Pergunte a qualquer jovem entre 15 e 16 anos quais são suas preocupações, e a maioria das respostas será a viagem que planeja fazer assim que se formar no ensino médio, ou o cursinho que pretende se matricular para conseguir aquela concorrida bolsa na faculdade. Para Glauco Peyrot , na época com 16 anos, não era diferente, como todo o jovem seus anseios se concentravam somente no que ele sonhava para o seu futuro. No entanto, quando Tayana, sua esposa hoje,  descobriu que estava grávida aos 15 anos, as preocupações mudaram e o futuro de um ser que se quer conheciam passou a ser a principal preocupação dos dois. Já não havia mais tempo para pensar ou planejar, o momento de encarar a vida e virar “gente grande” havia chegado mais cedo para eles.

 

“Ninguém planeja ser pai antes de terminar os estudos, aproveitar a vida, casar e comprar uma casa de três andares, mas apesar do susto  encaramos essa fase naturalmente, pois nossa família nos apoiou muito”, lembra Glauco. Ele conta com um sorriso no rosto o quanto a chegada da filha Isadora, hoje com 12 anos, transformou sua vida. “Passei a ter obrigações que as pessoas da minha idade não tinham na época, mesmo assim, consegui levar isso numa boa, não deixei de fazer nada , a diferença é que em todos os momentos a Isa estava comigo,” afirma ele. E foi acompanhando o pai em toda s as suas realizações e descobertas, que  Isadora construiu uma forte relação de cumplicidade com ele.

 

Glauco conta que seu convívio com a filha envolve muita amizade, “Gostamos das mesmas coisas, ela é minha companheira para tudo, sempre estamos planejando fazer tudo juntos, temos até um grupo no whatsapp para nos falarmos quando estou viajando,” conta ele.  Glauco diz que grande parte desse companheirismo se deve ao fato da diferença de idade entre ele e a filha ser pequena, mas procura não deixar que isso interfira nos momentos em que precisa exercer sua autoridade de pai, “As vezes sou bem careta, sempre busco manter um ambiente tradicional aqui em casa,” afirma. 

 

É por conta dessa relação tão próxima com o pai, que Isa sente-se parte do círculo de amizades dele, “Desde que a Isa era pequena, levamos ela em jantares e eventos de nossos amigos, hoje ela se sente parte disso também, chaga o final de semana ela já pergunta o que eu e a Tayana vamos fazer com nossos amigos para ela ir junto,” lembra ele.

 

Talvez se a experiência da paternidade pudesse ser definida por Glauco, ele a definiria como “evolução”. “Essa experiência me fez evoluir muito, a paternidade ela faz isso contigo. Faz você olhar a vida com mais responsabilidade, você começa a ter uma preocupação diferente em relação ao futuro”.

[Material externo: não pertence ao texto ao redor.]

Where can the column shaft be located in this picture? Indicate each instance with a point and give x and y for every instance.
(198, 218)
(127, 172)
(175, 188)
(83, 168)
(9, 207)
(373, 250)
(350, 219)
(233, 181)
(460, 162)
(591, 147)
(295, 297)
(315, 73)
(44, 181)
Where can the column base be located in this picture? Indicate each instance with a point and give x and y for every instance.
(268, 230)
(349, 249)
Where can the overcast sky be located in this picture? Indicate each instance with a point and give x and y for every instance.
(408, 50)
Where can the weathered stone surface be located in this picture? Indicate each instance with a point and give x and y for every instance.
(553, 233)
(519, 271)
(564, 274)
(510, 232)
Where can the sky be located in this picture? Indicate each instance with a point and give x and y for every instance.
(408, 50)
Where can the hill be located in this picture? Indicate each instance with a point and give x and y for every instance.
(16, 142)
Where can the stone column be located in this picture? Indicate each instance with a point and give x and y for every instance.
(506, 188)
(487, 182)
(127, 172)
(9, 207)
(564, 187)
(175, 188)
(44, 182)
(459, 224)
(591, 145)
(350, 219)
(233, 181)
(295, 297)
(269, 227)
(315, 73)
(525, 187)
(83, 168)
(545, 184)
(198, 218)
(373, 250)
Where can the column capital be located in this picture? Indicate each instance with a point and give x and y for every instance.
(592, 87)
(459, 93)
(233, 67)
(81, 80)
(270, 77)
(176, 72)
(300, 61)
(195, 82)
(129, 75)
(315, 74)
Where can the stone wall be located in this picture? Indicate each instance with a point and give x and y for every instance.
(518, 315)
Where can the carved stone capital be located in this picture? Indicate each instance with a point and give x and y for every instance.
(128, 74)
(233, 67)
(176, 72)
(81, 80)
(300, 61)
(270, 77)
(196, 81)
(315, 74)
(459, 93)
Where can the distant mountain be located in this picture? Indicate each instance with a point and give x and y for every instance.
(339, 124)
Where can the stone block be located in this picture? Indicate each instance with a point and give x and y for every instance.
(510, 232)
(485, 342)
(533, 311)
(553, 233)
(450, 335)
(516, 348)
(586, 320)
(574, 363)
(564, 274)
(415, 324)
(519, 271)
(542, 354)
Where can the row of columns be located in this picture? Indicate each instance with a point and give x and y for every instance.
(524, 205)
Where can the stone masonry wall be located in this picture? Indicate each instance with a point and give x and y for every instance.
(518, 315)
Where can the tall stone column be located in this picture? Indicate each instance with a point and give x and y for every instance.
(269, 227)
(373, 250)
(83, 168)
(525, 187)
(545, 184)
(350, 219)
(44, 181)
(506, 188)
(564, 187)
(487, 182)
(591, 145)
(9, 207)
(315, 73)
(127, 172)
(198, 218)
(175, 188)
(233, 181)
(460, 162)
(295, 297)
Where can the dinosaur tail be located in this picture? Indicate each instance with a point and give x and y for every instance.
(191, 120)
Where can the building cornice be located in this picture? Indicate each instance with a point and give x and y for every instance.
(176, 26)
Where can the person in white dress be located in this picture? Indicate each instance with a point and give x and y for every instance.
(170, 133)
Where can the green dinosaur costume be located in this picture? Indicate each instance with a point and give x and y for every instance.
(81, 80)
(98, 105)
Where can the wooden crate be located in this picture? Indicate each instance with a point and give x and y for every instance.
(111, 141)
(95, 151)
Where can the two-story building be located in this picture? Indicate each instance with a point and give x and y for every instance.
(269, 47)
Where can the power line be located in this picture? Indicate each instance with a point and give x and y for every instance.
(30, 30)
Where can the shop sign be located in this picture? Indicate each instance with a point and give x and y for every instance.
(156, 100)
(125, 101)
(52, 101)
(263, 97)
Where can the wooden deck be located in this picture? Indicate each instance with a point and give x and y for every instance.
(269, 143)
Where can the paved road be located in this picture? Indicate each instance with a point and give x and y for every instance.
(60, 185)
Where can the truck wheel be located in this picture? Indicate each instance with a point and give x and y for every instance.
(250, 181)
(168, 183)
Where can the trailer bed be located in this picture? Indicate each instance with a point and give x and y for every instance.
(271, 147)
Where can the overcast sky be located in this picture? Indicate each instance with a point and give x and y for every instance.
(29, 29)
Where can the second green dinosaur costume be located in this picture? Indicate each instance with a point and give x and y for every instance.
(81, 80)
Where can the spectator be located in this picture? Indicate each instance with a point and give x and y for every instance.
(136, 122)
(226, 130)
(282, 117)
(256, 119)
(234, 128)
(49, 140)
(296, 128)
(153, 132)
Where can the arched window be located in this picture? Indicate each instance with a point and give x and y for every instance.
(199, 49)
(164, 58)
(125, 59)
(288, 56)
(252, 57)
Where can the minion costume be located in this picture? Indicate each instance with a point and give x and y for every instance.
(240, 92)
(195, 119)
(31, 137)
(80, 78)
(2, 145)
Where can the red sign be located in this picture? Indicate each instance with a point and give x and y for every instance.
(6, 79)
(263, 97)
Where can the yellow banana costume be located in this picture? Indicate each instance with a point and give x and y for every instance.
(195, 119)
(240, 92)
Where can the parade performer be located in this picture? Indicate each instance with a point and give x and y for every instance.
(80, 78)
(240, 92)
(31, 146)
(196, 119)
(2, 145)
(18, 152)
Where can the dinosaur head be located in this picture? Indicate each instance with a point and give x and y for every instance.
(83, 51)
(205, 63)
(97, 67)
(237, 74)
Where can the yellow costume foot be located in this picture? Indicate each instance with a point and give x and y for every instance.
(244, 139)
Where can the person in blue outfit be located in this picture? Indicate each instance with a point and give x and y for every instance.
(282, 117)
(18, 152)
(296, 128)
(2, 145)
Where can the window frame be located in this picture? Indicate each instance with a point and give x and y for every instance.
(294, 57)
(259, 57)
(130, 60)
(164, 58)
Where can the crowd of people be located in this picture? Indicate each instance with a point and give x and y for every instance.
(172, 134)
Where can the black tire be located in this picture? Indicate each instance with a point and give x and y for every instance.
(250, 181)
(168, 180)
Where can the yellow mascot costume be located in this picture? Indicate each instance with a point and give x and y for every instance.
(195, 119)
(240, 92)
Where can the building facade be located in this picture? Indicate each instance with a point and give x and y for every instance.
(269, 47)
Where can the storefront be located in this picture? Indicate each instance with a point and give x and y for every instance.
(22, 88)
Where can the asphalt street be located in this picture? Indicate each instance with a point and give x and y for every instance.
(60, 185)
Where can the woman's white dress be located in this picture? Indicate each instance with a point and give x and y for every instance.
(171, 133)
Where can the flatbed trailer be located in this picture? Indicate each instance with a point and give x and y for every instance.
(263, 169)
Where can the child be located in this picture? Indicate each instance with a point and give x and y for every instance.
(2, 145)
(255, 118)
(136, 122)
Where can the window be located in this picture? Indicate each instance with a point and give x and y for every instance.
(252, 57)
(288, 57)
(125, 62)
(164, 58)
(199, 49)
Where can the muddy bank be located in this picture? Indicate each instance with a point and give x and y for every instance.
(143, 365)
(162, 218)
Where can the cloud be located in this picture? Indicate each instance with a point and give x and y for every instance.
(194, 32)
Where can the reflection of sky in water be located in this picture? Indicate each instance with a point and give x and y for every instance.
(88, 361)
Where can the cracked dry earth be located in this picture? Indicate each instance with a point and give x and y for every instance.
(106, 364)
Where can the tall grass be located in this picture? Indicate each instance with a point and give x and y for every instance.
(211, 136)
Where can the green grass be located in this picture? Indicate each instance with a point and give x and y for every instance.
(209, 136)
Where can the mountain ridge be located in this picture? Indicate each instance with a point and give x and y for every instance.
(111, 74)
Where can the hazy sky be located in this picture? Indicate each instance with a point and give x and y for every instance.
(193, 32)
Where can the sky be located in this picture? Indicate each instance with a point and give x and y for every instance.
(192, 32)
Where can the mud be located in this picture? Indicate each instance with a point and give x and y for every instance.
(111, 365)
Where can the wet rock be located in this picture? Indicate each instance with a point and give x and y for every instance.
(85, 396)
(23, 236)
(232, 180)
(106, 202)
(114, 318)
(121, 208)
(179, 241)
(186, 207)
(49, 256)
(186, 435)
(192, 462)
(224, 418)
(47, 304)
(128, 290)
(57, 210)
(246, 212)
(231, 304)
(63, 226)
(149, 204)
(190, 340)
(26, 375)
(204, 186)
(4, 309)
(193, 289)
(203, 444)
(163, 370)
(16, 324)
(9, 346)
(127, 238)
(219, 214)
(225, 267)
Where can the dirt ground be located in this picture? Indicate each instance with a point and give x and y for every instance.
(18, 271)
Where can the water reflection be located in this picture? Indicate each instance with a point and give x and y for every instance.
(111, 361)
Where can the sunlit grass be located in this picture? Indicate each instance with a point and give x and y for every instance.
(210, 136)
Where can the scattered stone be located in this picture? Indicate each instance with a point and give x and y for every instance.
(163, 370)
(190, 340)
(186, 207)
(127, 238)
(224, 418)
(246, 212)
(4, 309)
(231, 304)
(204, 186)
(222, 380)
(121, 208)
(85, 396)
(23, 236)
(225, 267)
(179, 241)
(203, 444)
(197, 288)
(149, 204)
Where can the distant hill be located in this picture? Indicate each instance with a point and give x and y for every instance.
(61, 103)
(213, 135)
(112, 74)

Glauco deixa um exemplo de responsabilidade e dedicação aos pais de todas as idades. Hoje com sua esposa a espera de outro bebê, ele diz que essa experiência de paternidade será, de longe, diferente da primeira, mas não menos especial. Quando indagado sobre quais os caminhos que teria tomado se na época as coisas ocorressem de forma diferente, sua resposta é enfática, “Eu não me imagino fazendo outra coisa, sendo outro alguém se não sendo quem eu sou hoje, pai da Isa”.